Joe Hendrix (Mar 29 2024 at 16:42):

@Jannis Limperg Thanks for sharing. That's good to hear.

Are the comments such as "-- attribute [-simp] subset_def" affecting Aesop by disabling the named lemmas?

Kim Morrison (Apr 01 2024 at 22:52):

This change has caused a breakage in Mathlib. See #11833. If anyone is able to take a look that would be great. (This will be needed to release v4.8.0-rc1 and get Mathlib on it.)

Kim Morrison (Apr 01 2024 at 22:54):

The problem is in Mathlib/Combinators/Enumerative/Composition.lean, in get_splitWrtCompositionAux. Perhaps @Sébastien Gouëzel (the author) or @Yaël Dillies is able to take a look?

Eric Wieser (Apr 01 2024 at 22:56):

(there's probably no point looking for another hour, since there is no cache yet :) )

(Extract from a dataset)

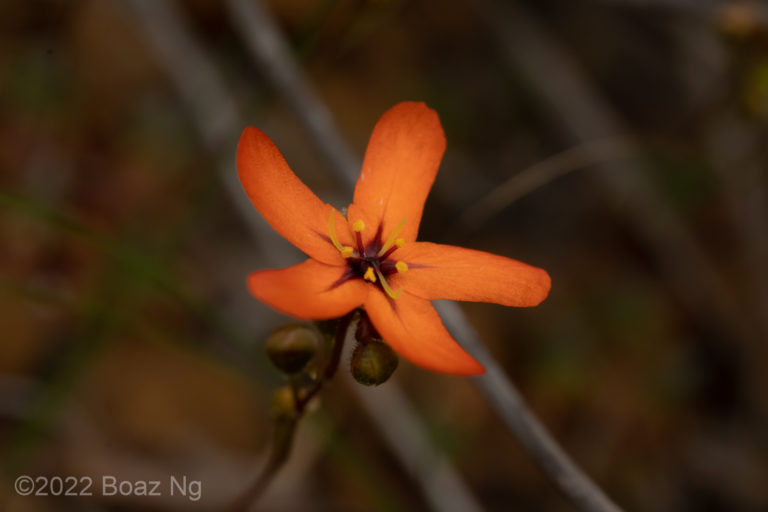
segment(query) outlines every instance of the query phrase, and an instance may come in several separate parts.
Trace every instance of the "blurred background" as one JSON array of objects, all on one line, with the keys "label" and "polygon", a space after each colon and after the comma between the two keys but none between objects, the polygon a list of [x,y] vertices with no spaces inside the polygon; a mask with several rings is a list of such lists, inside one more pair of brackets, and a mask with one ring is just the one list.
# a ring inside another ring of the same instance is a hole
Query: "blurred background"
[{"label": "blurred background", "polygon": [[[768,510],[766,4],[264,6],[351,161],[395,103],[439,113],[421,239],[549,271],[535,309],[462,308],[575,461],[627,510]],[[221,510],[258,470],[289,319],[245,278],[302,256],[239,188],[240,131],[337,207],[351,183],[254,55],[257,7],[0,3],[0,509]],[[405,361],[324,391],[259,509],[434,509],[383,435],[405,413],[361,404],[390,385],[478,510],[575,510],[471,379]],[[202,497],[20,498],[22,474]]]}]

Kim Morrison (Apr 01 2024 at 22:58):

Depends on your machine, I guess. :-)

In any case, I just fixed this, sorry for the noise.

Jannis Limperg (Apr 03 2024 at 15:12):

Joe Hendrix said:

Jannis Limperg Thanks for sharing. That's good to hear.

Are the comments such as "-- attribute [-simp] subset_def" affecting Aesop by disabling the named lemmas?

This test file was originally an evaluation for the Aesop paper. For lemmas that were already ported to Mathlib4 at the time and were tagged @[simp], I removed the simp attribute so that Aesop wouldn't trivially succeed. For lemmas that weren't tagged @[simp], I wrote these comments to indicate that I had checked this. But the comments have no effect on Aesop.